Em 2015, a bióloga e teórica feminista Donna Haraway declarou: “Nenhuma espécie, nem mesmo a nossa própria – essa espécie arrogante que finge ser constituída de bons indivíduos nos chamados roteiros Ocidentais modernos – age sozinha”. Quase dez anos se passaram e ainda seu texto nos parece tão atual, dada a consciência que explicita sobre o fazer conjunto que rege as relações humanas e não-humanas na Terra.

Haraway defende, grosso modo, que devemos estabelecer relações de parentesco entre seres de diferentes espécies, criando assim redes de cooperação que conectam humanos, plantas, animais, fungos, bactérias etc. Seres possuem formas de transformação do Planeta que podem ser compartilhadas, apreendidas e trocadas.

Nesse aspecto, podemos pensar que a tecnologia humana – nosso conjunto de técnicas, habilidades, métodos e processos empregados na transformação da realidade – pode ser combinada aos modos de fazer de outros indivíduos, num esforço colaborativo que vise benefícios para todos.
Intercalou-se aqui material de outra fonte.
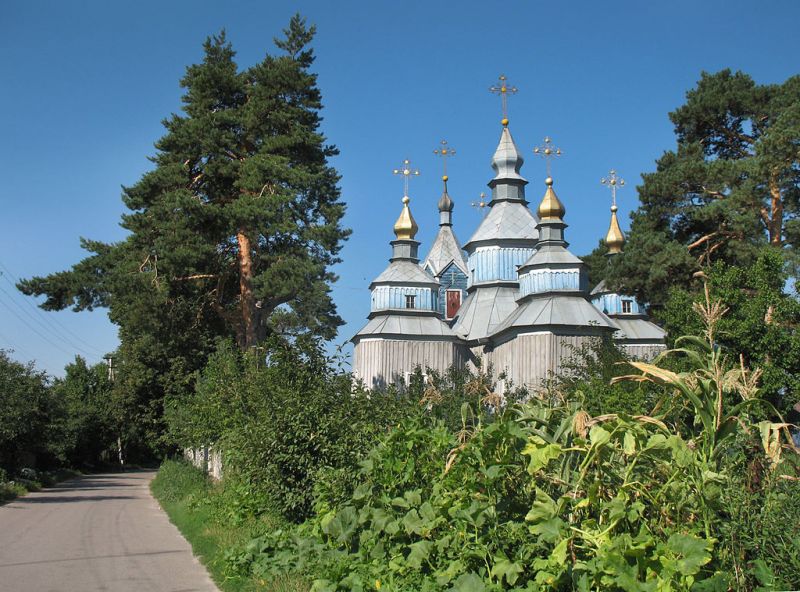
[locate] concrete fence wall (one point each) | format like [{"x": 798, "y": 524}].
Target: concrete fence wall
[{"x": 207, "y": 459}]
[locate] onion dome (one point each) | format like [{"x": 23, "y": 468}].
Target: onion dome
[
  {"x": 551, "y": 206},
  {"x": 615, "y": 239},
  {"x": 406, "y": 227},
  {"x": 445, "y": 203}
]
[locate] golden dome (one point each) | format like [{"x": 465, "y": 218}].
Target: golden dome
[
  {"x": 405, "y": 227},
  {"x": 614, "y": 238},
  {"x": 550, "y": 207}
]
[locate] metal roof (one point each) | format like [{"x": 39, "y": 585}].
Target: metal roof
[
  {"x": 405, "y": 271},
  {"x": 507, "y": 159},
  {"x": 552, "y": 255},
  {"x": 556, "y": 310},
  {"x": 445, "y": 249},
  {"x": 507, "y": 220},
  {"x": 600, "y": 288},
  {"x": 638, "y": 329},
  {"x": 405, "y": 326},
  {"x": 483, "y": 310}
]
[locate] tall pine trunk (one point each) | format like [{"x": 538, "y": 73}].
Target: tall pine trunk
[
  {"x": 775, "y": 226},
  {"x": 247, "y": 332}
]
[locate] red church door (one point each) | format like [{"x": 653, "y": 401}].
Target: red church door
[{"x": 453, "y": 302}]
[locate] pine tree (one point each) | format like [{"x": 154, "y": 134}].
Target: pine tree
[
  {"x": 731, "y": 185},
  {"x": 232, "y": 233}
]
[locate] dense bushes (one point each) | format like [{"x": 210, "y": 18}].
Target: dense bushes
[
  {"x": 29, "y": 417},
  {"x": 52, "y": 423},
  {"x": 445, "y": 485},
  {"x": 283, "y": 420}
]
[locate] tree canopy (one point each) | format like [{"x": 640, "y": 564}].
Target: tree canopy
[
  {"x": 231, "y": 234},
  {"x": 731, "y": 185}
]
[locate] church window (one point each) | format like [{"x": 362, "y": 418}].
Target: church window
[{"x": 453, "y": 303}]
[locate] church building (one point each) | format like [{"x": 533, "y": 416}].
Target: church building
[{"x": 513, "y": 297}]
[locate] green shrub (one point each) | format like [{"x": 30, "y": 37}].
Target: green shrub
[
  {"x": 535, "y": 498},
  {"x": 177, "y": 479}
]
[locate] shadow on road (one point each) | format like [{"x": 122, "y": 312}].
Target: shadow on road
[{"x": 66, "y": 499}]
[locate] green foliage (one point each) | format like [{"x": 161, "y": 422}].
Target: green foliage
[
  {"x": 540, "y": 495},
  {"x": 195, "y": 505},
  {"x": 587, "y": 377},
  {"x": 761, "y": 322},
  {"x": 232, "y": 233},
  {"x": 731, "y": 186},
  {"x": 30, "y": 417},
  {"x": 534, "y": 499},
  {"x": 284, "y": 420},
  {"x": 87, "y": 426}
]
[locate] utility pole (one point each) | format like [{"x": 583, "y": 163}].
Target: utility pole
[{"x": 110, "y": 362}]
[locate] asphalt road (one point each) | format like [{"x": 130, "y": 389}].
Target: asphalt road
[{"x": 100, "y": 532}]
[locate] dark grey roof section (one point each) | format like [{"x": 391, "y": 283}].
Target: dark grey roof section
[
  {"x": 406, "y": 326},
  {"x": 600, "y": 289},
  {"x": 405, "y": 272},
  {"x": 506, "y": 220},
  {"x": 551, "y": 255},
  {"x": 558, "y": 310},
  {"x": 638, "y": 329},
  {"x": 483, "y": 310},
  {"x": 507, "y": 160},
  {"x": 444, "y": 250}
]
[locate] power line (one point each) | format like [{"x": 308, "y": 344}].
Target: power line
[
  {"x": 54, "y": 319},
  {"x": 35, "y": 330},
  {"x": 15, "y": 348},
  {"x": 44, "y": 326}
]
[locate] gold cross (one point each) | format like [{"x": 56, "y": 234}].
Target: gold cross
[
  {"x": 613, "y": 182},
  {"x": 481, "y": 205},
  {"x": 547, "y": 151},
  {"x": 503, "y": 90},
  {"x": 407, "y": 172},
  {"x": 445, "y": 152}
]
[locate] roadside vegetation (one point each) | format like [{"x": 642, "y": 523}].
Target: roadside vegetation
[
  {"x": 49, "y": 428},
  {"x": 678, "y": 474},
  {"x": 688, "y": 484}
]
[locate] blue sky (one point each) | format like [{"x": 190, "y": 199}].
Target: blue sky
[{"x": 85, "y": 86}]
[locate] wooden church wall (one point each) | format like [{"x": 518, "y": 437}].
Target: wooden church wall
[
  {"x": 529, "y": 359},
  {"x": 381, "y": 362}
]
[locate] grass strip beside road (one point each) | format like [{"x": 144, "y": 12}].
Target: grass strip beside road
[
  {"x": 196, "y": 505},
  {"x": 11, "y": 490}
]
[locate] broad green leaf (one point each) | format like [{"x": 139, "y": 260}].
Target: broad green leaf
[
  {"x": 691, "y": 552},
  {"x": 412, "y": 522},
  {"x": 629, "y": 443},
  {"x": 468, "y": 583},
  {"x": 507, "y": 570},
  {"x": 543, "y": 508},
  {"x": 598, "y": 435},
  {"x": 413, "y": 497},
  {"x": 548, "y": 531},
  {"x": 420, "y": 551},
  {"x": 427, "y": 512}
]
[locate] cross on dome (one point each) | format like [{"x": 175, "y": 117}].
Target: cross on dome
[
  {"x": 407, "y": 172},
  {"x": 615, "y": 239},
  {"x": 480, "y": 205},
  {"x": 548, "y": 152},
  {"x": 445, "y": 152},
  {"x": 503, "y": 89},
  {"x": 612, "y": 182}
]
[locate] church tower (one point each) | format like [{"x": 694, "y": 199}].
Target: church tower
[
  {"x": 446, "y": 261},
  {"x": 553, "y": 316},
  {"x": 405, "y": 329},
  {"x": 637, "y": 335},
  {"x": 505, "y": 239}
]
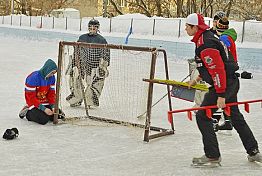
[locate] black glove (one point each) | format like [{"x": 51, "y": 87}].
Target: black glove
[{"x": 11, "y": 134}]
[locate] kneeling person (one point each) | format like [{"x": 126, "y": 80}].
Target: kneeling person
[{"x": 40, "y": 94}]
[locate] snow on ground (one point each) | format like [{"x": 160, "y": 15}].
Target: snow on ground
[{"x": 102, "y": 149}]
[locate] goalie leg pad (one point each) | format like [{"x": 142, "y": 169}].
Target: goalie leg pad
[{"x": 93, "y": 92}]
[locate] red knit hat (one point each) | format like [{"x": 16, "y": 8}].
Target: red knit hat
[
  {"x": 222, "y": 24},
  {"x": 197, "y": 20}
]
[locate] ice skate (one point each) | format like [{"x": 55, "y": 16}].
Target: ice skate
[
  {"x": 255, "y": 158},
  {"x": 73, "y": 101},
  {"x": 23, "y": 112},
  {"x": 204, "y": 161},
  {"x": 227, "y": 125}
]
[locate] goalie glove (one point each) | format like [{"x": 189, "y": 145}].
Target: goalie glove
[{"x": 101, "y": 70}]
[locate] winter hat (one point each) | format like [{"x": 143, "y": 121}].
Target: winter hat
[
  {"x": 48, "y": 67},
  {"x": 222, "y": 24},
  {"x": 219, "y": 15},
  {"x": 197, "y": 20}
]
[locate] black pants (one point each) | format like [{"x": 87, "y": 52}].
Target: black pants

Essa iniciativa, comum entre diversos seres, poderia ser mais bem compreendida por nós, se nos distanciássemos da ideia predatória de domínio total de nossos “parentes”.

Nesta exposição, JP Accacio endereça as colaborações – ou a ausência delas – entre humanos e plantas, construindo assim um cenário distópico para os primeiros diante do potencial renovador de sobrevivência dos segundos. Assim, carcaças de computadores e equipamentos eletrônicos são incorporados por plantas, numa “tomada” da natureza sobre a realidade.

O ciclo obsolescente desses aparatos é responsável por sua própria decadência; portanto, as plantas apenas se apossam daquilo que está, por princípio, abandonado e inerte. Nesse encontro entre seres, vislumbramos momentos poéticos nos quais o termo “vegetativo”, usado comumente para designar aquilo que não tem consciência de si, é virado do avesso, indicando a inteligência que parece existir na existência consistente, ainda que imóvel, das plantas.

Entre jardins-cemitérios e colunas, o artista articula sua visão florestametamorfose com fotos, esculturas, objetos e site-specifics arranjados com plantas e carcaças eletrônicas que, juntas, tomam o cubo branco silenciosamente, emulando o modo obstinado de permanecer de nossos parentes verdes. Nessa invasão, o artista é meio gente, meio planta – o ANIMALVEGETAL – aprendendo, apreendendo e repetindo os procedimentos de seus “semelhantes”.